Unfortunately, power begets power and as intelligence expanded in the “created” (manifested) realms, some of these individual intelligences sought power. Since you can only express power by dictating to others, usually of lesser minds, these intelligences became totalitarian in nature and “evil” was born in, and bred from them, oozing right down to your own tin-pot rulers and dictators, right down to your school yard bully.  Down to your racist, your misogynist, your bigot.  Down to your greedy, planet-eating sociopathic corporate management.  Do you get the picture, Levi?”

 “Huh, yes, I’m sure that I get it. It’s not a subtle point you are making.  But now, where does that leave me?”

“Exactly where you are, or as you were if you choose to ignore this unexpected interference in your rather uneventful System-controlled life. But don’t you have a truck to drive up the road another hundred miles or so?”

 Out of habit I struck my forehead with my right hand. “Ah yes, the truck.  Well, it’s down the road about a half-hour’s walk.  Or maybe you can transport us there and fix it for me?”

 “Would you like me to do that?”

(No shit, I felt like saying. Instead I replied,) “Sure, why not?”

 And I thought to myself, well, that ought to be a good one. What happens next?

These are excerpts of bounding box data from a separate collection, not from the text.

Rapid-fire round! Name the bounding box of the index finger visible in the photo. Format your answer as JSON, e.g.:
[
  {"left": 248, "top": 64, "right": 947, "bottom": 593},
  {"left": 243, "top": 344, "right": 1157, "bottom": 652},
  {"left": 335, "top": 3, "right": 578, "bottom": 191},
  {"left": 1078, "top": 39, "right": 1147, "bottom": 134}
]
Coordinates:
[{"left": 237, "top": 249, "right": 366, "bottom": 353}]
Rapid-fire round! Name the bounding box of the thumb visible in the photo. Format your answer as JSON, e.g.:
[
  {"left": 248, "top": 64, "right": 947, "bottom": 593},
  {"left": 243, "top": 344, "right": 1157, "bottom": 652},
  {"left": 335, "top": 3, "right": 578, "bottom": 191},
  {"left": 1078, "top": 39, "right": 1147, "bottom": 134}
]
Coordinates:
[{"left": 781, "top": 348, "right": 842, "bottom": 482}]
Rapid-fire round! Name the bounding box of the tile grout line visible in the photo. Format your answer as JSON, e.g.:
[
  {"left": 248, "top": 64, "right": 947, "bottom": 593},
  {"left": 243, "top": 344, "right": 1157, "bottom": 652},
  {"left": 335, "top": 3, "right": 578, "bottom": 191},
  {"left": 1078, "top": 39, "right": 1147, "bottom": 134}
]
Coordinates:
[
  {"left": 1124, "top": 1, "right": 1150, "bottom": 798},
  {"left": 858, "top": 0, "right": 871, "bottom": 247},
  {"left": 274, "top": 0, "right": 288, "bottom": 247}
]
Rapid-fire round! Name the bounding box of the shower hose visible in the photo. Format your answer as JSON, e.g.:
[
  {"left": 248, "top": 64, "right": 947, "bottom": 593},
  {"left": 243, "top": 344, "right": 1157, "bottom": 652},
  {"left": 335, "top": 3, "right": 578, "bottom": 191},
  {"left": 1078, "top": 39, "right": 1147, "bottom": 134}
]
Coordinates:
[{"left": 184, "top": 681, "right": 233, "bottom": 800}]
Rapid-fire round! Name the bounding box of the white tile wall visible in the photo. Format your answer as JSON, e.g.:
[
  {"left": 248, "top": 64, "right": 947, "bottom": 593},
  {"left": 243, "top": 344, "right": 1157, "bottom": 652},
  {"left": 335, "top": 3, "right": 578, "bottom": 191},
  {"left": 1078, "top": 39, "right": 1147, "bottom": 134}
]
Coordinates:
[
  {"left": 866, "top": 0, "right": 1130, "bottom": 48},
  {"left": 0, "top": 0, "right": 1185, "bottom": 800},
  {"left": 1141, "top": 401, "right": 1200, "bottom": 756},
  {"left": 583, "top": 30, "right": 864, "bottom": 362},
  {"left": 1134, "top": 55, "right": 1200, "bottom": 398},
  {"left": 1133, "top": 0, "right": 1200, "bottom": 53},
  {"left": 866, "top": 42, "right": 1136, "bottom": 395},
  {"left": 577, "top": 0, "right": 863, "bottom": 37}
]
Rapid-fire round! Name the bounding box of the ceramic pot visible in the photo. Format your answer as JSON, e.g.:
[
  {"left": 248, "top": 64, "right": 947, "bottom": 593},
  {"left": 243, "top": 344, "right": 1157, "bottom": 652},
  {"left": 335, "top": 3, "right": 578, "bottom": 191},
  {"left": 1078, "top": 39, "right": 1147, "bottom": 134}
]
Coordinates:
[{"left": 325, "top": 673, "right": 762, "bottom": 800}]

 That’s when I woke up. I mean I really woke up.  I could feel the heat, the stink of my sweat, feel the swelling of my feet in my boots.  Overhead the sun was still blazing at its zenith as if no time had passed.  I did notice a couple of things that were different.  I wasn’t thirsty nor hungry and I felt, well, completely blissful.  And then I noticed that my truck was parked just below me, without a flat, apparently ready to go on.  I shook my head and let the dizziness pass before I stood up and took another good look around.  No Jack.  Just the same empty countryside, and the river surface reflecting silver from the bottom of a very deep, dark canyon.  Silent as the grave.

Being a “child of the land” as they say, I looked around carefully for tracks in the sandy soil. Tthere were only mine which indicated the point where I sat down, then laid down.  Nothing had changed and everything had.  And the only witness I had that “Jack” had been there was my old pickup with four healthy tires and except for the cracking of cooling dissimilar metals rubbing angrily against each other under the hood, it wasn’t saying a word either.